On 30 October, the Commission published the results of its evaluation of a suite of State aid rules adopted mainly between 2012 and 2014, as part of its State aid Modernisation package.
This included a review of the Energy and Environmental Aid Guidelines (EEAG). The EEAG govern the acceptable form and level of subsidies member states can grant to promote common EU energy and climate objectives such as renewable energy, energy efficiency and security of supply.
The EEAG expire at the end of 2021. The Commission will be consulting over the coming year on their reform.

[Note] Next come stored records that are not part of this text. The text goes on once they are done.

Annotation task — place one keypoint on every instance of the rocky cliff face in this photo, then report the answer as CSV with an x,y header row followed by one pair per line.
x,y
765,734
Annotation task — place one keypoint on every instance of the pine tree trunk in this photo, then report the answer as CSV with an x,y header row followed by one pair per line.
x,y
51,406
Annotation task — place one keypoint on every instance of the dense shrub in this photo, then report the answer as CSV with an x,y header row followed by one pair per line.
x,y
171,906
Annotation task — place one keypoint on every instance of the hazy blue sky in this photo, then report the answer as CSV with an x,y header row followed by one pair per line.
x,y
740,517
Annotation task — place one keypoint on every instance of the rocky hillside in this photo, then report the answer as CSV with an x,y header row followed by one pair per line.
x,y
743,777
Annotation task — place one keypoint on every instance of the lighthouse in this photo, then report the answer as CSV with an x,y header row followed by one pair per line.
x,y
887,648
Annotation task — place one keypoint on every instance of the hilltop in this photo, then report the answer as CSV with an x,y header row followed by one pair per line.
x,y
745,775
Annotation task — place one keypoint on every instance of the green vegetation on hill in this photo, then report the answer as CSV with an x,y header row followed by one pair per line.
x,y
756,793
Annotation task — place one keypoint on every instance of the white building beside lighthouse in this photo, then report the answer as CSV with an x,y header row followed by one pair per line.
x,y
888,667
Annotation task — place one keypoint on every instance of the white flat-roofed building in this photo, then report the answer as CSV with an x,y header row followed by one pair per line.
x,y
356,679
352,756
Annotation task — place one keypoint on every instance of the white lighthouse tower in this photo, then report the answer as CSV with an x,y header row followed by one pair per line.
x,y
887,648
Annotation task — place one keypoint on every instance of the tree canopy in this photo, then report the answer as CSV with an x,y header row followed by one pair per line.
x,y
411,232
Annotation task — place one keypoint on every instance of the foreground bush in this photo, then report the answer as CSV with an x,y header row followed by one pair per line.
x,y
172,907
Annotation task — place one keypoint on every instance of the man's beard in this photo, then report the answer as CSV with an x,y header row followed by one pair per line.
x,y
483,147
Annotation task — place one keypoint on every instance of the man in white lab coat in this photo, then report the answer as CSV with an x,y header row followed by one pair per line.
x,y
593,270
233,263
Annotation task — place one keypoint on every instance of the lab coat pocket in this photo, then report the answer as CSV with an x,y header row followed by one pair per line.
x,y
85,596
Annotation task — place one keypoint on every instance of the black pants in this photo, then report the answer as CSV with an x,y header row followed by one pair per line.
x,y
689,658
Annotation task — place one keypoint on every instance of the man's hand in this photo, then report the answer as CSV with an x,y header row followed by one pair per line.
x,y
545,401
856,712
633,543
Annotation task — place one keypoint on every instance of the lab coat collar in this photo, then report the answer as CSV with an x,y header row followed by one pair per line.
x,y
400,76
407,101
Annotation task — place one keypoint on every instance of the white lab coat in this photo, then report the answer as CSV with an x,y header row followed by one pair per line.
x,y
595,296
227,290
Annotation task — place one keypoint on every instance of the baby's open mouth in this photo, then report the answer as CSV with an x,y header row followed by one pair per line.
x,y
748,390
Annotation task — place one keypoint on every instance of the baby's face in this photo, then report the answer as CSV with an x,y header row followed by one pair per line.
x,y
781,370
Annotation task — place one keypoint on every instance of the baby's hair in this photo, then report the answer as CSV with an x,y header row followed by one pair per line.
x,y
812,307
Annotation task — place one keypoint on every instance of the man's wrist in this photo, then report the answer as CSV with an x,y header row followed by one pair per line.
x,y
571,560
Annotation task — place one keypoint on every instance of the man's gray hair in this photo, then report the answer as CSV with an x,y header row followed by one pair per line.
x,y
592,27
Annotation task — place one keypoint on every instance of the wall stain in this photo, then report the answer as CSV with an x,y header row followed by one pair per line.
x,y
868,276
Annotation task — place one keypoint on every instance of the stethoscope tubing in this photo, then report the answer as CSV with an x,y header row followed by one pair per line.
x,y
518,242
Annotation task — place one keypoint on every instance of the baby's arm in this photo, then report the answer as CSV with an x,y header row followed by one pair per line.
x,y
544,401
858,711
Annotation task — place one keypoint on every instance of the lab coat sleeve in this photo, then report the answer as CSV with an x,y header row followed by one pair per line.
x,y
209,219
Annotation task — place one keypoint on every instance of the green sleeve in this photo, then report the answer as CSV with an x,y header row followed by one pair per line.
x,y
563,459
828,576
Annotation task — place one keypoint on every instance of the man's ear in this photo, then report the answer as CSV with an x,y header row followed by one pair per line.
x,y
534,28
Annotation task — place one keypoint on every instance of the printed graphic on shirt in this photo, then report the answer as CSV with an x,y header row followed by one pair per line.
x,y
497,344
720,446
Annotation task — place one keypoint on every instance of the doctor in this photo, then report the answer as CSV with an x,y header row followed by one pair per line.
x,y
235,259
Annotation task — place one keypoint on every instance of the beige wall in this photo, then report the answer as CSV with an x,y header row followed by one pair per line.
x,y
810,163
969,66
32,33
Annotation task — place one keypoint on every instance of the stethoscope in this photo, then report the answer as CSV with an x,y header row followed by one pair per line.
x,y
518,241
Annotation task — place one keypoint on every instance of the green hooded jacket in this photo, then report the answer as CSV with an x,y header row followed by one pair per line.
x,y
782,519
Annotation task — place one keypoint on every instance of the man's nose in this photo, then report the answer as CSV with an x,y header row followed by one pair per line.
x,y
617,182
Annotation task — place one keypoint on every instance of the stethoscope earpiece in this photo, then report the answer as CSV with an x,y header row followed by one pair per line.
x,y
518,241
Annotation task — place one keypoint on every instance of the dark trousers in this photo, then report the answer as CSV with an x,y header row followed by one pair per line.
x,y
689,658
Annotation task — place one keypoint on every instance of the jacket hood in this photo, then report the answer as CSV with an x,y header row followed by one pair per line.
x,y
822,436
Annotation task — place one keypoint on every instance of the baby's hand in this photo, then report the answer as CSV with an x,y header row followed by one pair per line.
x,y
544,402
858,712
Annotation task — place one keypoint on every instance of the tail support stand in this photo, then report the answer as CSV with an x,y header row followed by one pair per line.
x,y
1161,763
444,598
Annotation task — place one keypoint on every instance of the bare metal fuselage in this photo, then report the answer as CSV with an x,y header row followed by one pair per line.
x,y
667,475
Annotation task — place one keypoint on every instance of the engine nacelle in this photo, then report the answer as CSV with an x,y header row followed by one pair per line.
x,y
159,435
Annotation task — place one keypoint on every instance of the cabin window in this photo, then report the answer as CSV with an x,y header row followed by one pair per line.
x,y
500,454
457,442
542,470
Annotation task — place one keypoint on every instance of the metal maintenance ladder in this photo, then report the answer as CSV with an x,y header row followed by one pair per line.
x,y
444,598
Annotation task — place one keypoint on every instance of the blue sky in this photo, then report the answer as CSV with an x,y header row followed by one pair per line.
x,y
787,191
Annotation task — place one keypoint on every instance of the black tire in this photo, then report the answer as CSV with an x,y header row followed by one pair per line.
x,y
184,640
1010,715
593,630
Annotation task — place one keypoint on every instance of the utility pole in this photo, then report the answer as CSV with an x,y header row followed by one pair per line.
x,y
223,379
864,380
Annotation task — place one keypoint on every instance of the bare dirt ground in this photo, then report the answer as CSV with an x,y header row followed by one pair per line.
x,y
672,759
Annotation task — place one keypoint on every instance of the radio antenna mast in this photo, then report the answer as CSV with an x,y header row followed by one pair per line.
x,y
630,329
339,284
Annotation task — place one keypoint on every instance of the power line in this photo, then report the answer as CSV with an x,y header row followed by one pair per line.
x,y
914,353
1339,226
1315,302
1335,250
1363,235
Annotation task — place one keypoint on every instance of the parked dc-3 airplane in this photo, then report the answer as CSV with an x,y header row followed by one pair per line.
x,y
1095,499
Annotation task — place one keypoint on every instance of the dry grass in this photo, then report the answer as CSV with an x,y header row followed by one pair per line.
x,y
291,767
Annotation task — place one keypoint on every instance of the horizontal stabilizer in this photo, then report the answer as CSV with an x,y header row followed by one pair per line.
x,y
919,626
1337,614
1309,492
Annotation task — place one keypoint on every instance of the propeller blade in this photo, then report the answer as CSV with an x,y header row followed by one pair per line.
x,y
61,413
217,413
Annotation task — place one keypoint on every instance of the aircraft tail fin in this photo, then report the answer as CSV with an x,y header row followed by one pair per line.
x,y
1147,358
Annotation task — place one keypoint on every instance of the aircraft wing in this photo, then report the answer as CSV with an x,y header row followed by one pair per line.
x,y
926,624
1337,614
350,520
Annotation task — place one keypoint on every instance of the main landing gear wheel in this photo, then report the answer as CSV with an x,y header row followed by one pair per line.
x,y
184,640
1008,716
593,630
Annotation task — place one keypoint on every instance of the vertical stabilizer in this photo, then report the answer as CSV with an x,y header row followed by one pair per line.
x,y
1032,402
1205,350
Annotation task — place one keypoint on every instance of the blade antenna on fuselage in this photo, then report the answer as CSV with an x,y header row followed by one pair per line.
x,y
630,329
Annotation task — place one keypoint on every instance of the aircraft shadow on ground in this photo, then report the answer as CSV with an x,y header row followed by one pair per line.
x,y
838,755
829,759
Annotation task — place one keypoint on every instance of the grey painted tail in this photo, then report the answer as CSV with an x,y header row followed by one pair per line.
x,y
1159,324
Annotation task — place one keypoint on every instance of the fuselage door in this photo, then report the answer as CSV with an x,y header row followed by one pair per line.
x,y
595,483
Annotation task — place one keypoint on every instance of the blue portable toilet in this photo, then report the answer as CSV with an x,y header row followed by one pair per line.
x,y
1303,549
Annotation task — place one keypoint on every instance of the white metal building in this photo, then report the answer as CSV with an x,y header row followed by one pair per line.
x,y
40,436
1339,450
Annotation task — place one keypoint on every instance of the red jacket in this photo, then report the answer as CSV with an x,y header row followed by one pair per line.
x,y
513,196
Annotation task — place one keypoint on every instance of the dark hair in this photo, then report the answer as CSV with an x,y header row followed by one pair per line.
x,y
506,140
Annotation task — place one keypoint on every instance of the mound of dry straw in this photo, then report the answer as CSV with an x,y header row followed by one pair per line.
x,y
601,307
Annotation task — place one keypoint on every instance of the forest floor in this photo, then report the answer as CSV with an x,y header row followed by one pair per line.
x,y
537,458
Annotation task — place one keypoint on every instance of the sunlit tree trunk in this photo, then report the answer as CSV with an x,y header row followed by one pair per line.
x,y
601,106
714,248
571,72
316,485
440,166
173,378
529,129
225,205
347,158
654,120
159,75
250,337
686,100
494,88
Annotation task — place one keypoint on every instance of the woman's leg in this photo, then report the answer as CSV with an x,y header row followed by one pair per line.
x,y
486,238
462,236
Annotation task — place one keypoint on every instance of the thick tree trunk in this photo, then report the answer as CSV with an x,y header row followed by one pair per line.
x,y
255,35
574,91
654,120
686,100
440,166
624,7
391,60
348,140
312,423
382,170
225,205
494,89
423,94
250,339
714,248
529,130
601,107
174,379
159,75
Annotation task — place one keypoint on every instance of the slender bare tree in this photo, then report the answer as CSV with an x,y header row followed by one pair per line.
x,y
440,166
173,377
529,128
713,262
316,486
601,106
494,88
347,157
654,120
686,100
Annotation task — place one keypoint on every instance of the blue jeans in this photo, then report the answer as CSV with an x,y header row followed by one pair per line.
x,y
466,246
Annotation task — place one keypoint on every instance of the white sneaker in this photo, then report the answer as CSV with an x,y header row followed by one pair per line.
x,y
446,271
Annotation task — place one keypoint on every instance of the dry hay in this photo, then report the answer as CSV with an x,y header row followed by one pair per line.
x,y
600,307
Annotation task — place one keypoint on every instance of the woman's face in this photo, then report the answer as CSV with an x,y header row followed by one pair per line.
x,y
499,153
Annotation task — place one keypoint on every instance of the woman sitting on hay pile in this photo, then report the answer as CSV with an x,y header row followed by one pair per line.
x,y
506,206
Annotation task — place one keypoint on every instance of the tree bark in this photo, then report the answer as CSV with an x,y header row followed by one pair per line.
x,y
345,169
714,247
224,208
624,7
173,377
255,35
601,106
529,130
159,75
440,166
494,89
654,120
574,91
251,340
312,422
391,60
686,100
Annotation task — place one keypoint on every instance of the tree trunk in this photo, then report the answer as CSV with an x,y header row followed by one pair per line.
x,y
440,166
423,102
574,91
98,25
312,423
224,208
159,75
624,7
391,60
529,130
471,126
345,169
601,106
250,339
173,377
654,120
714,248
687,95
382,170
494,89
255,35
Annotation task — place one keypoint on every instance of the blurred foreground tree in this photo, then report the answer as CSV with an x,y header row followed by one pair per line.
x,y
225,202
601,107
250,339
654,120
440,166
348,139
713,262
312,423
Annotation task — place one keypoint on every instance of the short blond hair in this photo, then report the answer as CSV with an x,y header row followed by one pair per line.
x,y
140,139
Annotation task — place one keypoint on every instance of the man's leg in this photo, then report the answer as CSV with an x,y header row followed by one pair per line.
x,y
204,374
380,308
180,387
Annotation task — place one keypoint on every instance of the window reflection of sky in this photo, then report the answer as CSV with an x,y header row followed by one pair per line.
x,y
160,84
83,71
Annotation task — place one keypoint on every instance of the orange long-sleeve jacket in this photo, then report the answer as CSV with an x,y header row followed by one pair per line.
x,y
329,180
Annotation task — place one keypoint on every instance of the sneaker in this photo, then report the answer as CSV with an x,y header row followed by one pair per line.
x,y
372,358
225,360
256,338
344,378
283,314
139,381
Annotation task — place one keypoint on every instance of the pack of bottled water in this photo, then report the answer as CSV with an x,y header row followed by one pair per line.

Changes will be required to bring the EEAG into line with wider EU legislation, including the Clean Energy Package approved under the last Commission and the Green Deal package being developed by the current Commission. In its evaluation, the Commission has also raised questions regarding the effectiveness of current system of relief offered to energy-intensive industrial consumers from levies used to finance support for renewable energy. These levies are typically paid in full by other consumers.
Frontier regularly works with a range of clients on State aid issues in the energy sector, from mechanisms to ensure security of supply in the power sector to support mechanisms for low carbon hydrogen and relief from energy-related costs for industrial consumers. We’ve also recently set out thoughts on how the EU energy and climate policy framework (including that for State aid) could adapt to ensure better incentives for low-cost decarbonisation, by ensuring a holistic “whole energy system” approach, including for the structure of levies and network charges faced by consumers.